SUMMARY: The Center for Disease Control and Prevention (CDC) estimates that approximately 1-2 per 1000 individuals develop Deep Vein Thrombosis/Pulmonary Embolism (PE) each year in the United States, resulting in 60,000-100,000 deaths. Venous ThromboEmbolism (VTE) is the third leading cause of cardiovascular mortality. Heparin Induced Thrombocytopenia (HIT) is a prothrombotic disorder caused by antibodies to complexes of Platelet Factor 4 (PF4), a protein present in the platelet alpha granules and heparin and the incidence of HIT varies from 3-5% in patients treated with unfractionated heparin. The frequency of thromboemboli in HIT patients is 30-50% and women diagnosed with HIT are at a 1.7 times greater risk for thrombotic manifestations than men.
There are two types of HIT. Type 1 HIT is a non-immune disorder that results from the direct effect of heparin on platelet activation and manifests within the first 2 days after heparin exposure to heparin, and the platelet count normalizes with continued heparin therapy. Type 2 HIT however is an immune-mediated disorder that typically occurs 4-10 days after exposure to heparin and can result in life threatening thrombotic complications. Patients with HIT more often experience thrombotic events such as Deep Venous Thrombosis, Pulmonary Embolism and sometimes Arterial thrombosis rather than bleeding episodes. The 4 T’s that raise clinical suspicion for HIT include Thrombocytopenia, Timing of thrombocytopenia, Thrombosis and ruling out oTher causes of thrombocytopenia. Once a diagnosis of HIT is established, all heparin products should be stopped and alternative anticoagulants should be considered such as ARGATROBAN®, REFLUDAN® (Lepirudin), ANGIOMAXreg; (Bivalirudin) and ARIXTRA® (Fondaparinux).
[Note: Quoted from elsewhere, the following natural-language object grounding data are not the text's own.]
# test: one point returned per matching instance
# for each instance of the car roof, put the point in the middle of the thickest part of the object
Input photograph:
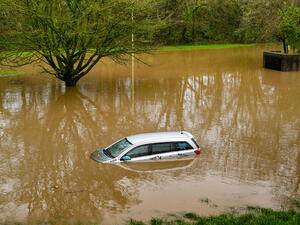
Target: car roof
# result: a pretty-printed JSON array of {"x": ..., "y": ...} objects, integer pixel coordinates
[{"x": 158, "y": 136}]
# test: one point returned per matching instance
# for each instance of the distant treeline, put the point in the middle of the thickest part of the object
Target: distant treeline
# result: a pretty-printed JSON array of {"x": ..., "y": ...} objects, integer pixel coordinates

Warfarin may cause microthrombosis in patients with HIT and should be avoided and should be started only after the platelet count exceeds 150 x 109/L. IVC filters should be avoided as well.
The currently approved therapies for the treatment of HIT however are parenteral preparations and require laboratory coagulation monitoring. XARELTO® is a direct oral anti-Xa inhibitor and is presently approved by the FDA for the prevention and treatment of Deep Vein Thrombosis and Pulmonary Embolism as well as prevention of thromboembolic events in patients with Atrial Fibrillation. XARELTO® could be an ideal agent for patients with HIT, as it can be administered orally at a fixed dose and does not require routine coagulation monitoring.
The purpose of this study was to determine the safety and efficacy of XARELTO® in patients suspected or confirmed to have HIT. The authors in this multicenter, single-arm, prospective cohort study, reviewed the data of 22 consecutive adults with suspected or confirmed HIT. Patients received XARELTO® 15 mg PO BID until a local HIT assay result was available. Patients with a positive local assay result continued XARELTO® 15 mg PO BID until platelet recovery (or until day 21 if they had acute thrombosis at the time of entry into the study). The dose of XARELTO® was then changed to 20 mg PO daily, until day 30. This study was slated to enroll 200 patients but the study was terminated early after 22 patients were enrolled, because of difficulty in recruitment.
It was noted that the incidence of new, symptomatic, objectively confirmed, venous or arterial thromboembolism at 30 days in the HIT positive group (Primary endpoint), was 4.5% and one HIT-positive patient required limb amputation despite platelet recovery. Nine out of 10 HIT-positive patients with thrombocytopenia had platelet recovery.
It was concluded that based on this small study, XARELTO® was effective for treating patients with confirmed HIT, and also facilitated platelet recovery. This first prospective study of XARELTO® in HIT patients has a limited number of patients and the 22 patients in this study were enrolled over a 2.5 year period, which demonstrated the difficulty in enrolling patients in this study. Nonetheless, it is unlikely that larger studies will be designed to compare XARELTO® to one of the parenteral preparations. Based on the available data, XARELTO® may fulfill an unmet need for the management of patients with Heparin Induced Thrombocytopenia. Rivaroxaban for treatment of suspected or confirmed heparin-induced thrombocytopenia study. Linkins LA, Warkentin TE, Pai M, et al. J Thromb Haemost 2016;14:1206-1210.